Above: An artist’s rendering of the new Life Sciences Centre 

"York University is strengthening its capacity in life sciences and health so that we may better serve our communities and our province," said Shoukri. "This investment in the Life Sciences Building will help give our students the advantage they need to compete and win on the world stage."

In total, the governments of Canada and Ontario are investing $1.5 billion in 49 projects at Ontario’s colleges and universities, through KIP and the Ontario 2009 Budget.

"Through the renewal of college and university facilities, our researchers will have the tools they need to be global leaders in their fields and pursue world-class excellence," said Brown. "Attracting and retaining workers who drive innovation and growth in the global knowledge economy strengthens Canada’s position as a world leader in science and technology to the benefit of all Canadians."

DSC_0407 by Science & Engineering @ York U.

Above: MP Lois Brown addresses the sod-turning ceremony

The Knowledge Infrastructure Program, a two-year, $2-billion economic stimulus measure to support infrastructure enhancement at Canadian postsecondary institutions, is part of the $12 billion in new infrastructure investment allocated under Canada’s Economic Action Plan.

The program provides economic stimulus and employment by creating local jobs for engineers, architects, tradespeople and technicians.

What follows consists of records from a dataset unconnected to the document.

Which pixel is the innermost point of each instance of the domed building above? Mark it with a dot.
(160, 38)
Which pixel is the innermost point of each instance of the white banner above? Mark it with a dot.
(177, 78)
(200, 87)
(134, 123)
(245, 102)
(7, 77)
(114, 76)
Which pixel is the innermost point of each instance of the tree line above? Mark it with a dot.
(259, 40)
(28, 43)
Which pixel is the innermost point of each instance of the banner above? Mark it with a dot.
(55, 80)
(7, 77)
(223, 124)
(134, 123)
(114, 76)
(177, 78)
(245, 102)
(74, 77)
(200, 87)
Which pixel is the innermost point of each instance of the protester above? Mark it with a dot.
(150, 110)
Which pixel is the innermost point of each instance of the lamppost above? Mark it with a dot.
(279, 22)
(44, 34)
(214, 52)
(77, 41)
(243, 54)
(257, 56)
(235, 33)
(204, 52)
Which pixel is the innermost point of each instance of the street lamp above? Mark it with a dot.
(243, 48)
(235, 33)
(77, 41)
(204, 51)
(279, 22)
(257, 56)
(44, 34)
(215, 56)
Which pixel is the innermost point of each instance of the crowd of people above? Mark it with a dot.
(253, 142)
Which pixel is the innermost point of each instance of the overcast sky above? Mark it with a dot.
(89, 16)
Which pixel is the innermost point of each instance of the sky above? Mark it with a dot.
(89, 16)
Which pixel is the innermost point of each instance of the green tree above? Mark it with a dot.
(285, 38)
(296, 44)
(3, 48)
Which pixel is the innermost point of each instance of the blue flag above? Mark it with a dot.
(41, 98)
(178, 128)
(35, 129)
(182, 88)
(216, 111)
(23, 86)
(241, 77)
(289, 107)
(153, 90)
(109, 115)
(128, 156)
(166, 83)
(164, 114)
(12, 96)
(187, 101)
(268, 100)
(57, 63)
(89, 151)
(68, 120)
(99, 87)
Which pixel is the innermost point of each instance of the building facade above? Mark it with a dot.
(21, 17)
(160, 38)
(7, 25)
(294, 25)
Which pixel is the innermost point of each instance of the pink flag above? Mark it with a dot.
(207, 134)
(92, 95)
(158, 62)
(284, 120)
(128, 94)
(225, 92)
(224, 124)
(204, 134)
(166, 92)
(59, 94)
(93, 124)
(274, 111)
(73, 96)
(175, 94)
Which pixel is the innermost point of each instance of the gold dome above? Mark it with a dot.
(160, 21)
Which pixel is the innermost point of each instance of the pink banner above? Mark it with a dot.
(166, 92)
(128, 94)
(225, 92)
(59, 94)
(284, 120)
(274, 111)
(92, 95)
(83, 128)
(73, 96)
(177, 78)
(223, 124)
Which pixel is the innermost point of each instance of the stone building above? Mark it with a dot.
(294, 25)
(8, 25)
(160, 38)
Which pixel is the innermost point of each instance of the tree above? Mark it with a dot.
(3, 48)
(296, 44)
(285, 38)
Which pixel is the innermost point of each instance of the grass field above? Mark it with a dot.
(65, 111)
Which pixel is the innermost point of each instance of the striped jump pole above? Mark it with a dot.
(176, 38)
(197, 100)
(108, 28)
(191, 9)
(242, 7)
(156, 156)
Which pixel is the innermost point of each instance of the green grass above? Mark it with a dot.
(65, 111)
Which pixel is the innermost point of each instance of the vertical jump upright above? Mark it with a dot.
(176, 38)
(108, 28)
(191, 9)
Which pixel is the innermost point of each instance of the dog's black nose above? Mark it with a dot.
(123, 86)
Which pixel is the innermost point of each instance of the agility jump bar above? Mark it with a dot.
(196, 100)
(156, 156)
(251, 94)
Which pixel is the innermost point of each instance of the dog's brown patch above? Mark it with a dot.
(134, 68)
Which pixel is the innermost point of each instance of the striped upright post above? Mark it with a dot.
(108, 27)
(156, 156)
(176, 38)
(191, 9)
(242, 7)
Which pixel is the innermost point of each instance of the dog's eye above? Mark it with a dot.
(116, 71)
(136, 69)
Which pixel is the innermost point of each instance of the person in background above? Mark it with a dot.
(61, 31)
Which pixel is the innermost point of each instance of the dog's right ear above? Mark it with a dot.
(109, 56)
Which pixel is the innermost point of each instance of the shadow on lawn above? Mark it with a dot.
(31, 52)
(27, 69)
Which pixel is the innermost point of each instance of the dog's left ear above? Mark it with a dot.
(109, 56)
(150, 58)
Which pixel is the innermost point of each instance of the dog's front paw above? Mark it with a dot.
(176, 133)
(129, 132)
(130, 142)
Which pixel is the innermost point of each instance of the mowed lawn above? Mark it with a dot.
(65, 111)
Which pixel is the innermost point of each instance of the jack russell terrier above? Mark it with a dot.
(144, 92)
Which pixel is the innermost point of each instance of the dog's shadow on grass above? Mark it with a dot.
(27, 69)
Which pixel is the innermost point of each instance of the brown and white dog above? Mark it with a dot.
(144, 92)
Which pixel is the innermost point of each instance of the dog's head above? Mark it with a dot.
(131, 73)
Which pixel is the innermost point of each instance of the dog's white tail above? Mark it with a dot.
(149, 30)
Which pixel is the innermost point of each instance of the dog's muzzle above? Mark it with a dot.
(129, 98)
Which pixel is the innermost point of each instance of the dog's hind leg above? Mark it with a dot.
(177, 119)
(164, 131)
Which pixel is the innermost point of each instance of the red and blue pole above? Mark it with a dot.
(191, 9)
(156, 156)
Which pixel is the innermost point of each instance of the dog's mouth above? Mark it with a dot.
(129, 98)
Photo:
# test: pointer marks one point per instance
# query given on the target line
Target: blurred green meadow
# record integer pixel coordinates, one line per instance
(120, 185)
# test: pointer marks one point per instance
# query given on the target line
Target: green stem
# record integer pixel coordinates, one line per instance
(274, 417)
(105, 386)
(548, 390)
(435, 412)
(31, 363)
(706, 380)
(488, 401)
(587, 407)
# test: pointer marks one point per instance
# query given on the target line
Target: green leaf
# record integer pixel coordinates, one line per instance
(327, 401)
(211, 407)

It is also helping to generate the advanced technological infrastructure needed to keep Canada’s research and educational facilities at the forefront of scientific advancement.

Left: From left, Faculty of Health Dean Harvey Skinner and Faculty of Science & Engineering interim Dean Walter Tholen talk about what the new centre will mean to undergraduate and graduate students and researchers

"This joint investment by the provincial and federal government is great news for York University, its students and for the economy. The Life Sciences Centre will create jobs through its construction, support the needs of the growing student population and continue to lure accomplished faculty to the university," said York West MPP Mario Sergio.

The Government of Ontario committed itself in the 2009 budget to investing in infrastructure and has designated $780 million to colleges and universities to modernize facilities and boost long-term research and skills training capacity over the next two years.